HRCT evaluation has been demonstrated useful in predicting the presence of anti-MDA5 antibody in DM-ILD23; however, the prognostic value of HRCT manifestations for MDA5-DM/CADM-ILD has not been fully evaluated. Our study showed that DAD manifestation in chest HRCT was significantly associated with worse prognosis. Serum sCD206 was significant higher in patients with DAD manifestation than those without DAD presence (data not shown). The severe damage caused by DAD may trigger the activation of anti-inflammatory alveolar macrophages, leading to more CD206 being released into the peripheral circulation. Meanwhile, our study showed combination treatment of corticosteroids and immunosuppressants was significantly associated with lower risk of death. The immunosuppressants in this study included cyclophosphamide, cyclosporin A, and tacrolimus. Combination therapy of corticosteroids and immunosuppressants has been widely used to treat MDA5-DM/CADM-ILD. Our findings provide useful information for clinical practice regarding these patients.

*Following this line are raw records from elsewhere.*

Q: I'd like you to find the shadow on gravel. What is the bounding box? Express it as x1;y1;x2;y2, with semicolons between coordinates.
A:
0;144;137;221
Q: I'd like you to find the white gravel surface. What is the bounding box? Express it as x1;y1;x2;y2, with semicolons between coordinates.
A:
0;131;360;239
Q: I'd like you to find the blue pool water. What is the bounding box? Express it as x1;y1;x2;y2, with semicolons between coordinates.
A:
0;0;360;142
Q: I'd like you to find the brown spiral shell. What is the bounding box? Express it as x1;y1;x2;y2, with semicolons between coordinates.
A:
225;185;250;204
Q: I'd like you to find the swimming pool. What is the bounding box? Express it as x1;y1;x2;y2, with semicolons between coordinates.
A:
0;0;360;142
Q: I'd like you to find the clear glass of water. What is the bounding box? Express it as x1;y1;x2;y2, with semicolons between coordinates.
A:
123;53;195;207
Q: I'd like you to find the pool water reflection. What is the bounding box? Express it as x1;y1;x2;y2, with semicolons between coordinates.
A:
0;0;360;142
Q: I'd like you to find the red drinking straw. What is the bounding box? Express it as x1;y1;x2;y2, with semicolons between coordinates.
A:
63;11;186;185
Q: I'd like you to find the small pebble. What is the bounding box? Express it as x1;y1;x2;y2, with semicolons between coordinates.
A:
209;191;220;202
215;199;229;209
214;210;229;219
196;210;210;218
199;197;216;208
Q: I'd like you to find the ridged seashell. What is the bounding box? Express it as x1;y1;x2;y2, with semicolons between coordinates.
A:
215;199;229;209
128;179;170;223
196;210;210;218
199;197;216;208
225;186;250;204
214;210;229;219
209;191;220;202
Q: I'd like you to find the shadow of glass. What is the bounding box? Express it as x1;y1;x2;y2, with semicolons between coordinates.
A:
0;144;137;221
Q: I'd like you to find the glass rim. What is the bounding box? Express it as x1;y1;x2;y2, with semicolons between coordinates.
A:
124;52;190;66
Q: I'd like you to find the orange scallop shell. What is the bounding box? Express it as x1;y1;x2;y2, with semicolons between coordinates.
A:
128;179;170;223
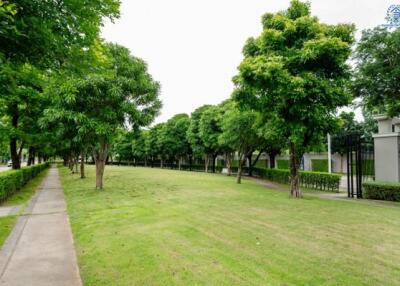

Serum sCD206 levels were also found significantly correlated with serum ferritin in patients with MDA5-DM/CADM-ILD. CD206 and ferritin are all mainly produced by activated alveolar macrophages. However, only sCD206 proved to be an independent prognostic predictor in this study. In addition, the AUC of sCD206 was 0.885. Serum sCD206 might be a better prognostic predictor than ferritin for patients with MDA5-DM/CADM-ILD.
The limitation of this study is that this is a single-center, small-sample retrospective study, which is common in the studies regarding MDA5-DM/CADM-ILD, since the incidence of this unique disease is very low. Horiike et al previously reported increased sCD206 was associated with worse prognosis in MDA5-CADM/DM-ILD, which was consistent with our result.24 Our study had a bigger sample size about Chinese patients and the relationships between sCD206 and various clinical characteristics were also determined.
5 CONCLUSIONS
The prognosis of MDA5-DM/CADM-ILD patients is poor. Our study showed sCD206 was elevated in patients with acute/subacute interstitial lung disease compared with chronic interstitial lung disease, and higher serum sCD206 level was associated with worse prognosis. Serum sCD206 could be a useful noninvasive biomarker to imply ILD deterioration and predict the prognosis for MDA5-DM/CADM-ILD patients.
AUTHOR CONTRIBUTIONS
Yan Li and Xiaoqin Liu contributed to collecting data, analyzing data, and writing the paper. Min Cao and Hourong Cai contributed to designing the study, interpreting data, and revising the paper. Mi Tian, Ruyi Zou, and Yujuan Gao measured serum biomarkers. Mi Tian and Mei Huang contributed to collecting data and interpreting data. Kefeng Zhou and Hourong Cai contributed to HRCT evaluation.
ACKNOWLEDGEMENTS
This work was supported by the grants from the Natural Science Foundation of Jiangsu Province (No. BK20221168) and Nanjing Municipal Health and Family Planning Commission (YKK22084).
CONFLICT OF INTEREST STATEMENT
All authors declare that they have no conflict of interests regarding this paper.
ETHICS STATEMENT
This study adheres to the amended Declaration of Helsinki criteria. The research protocol was approved by the Ethics Committee of Nanjing Drum Tower Hospital. Regarding serum conservation, written informed consent was obtained from each subject. Regarding the data analyses, informed consent was waived since this study was analyzed retrospectively using anonymized clinical data.
Open Research
DATA AVAILABILITY STATEMENT
Data and materials related to this paper are available from the corresponding authors on reasonable requests.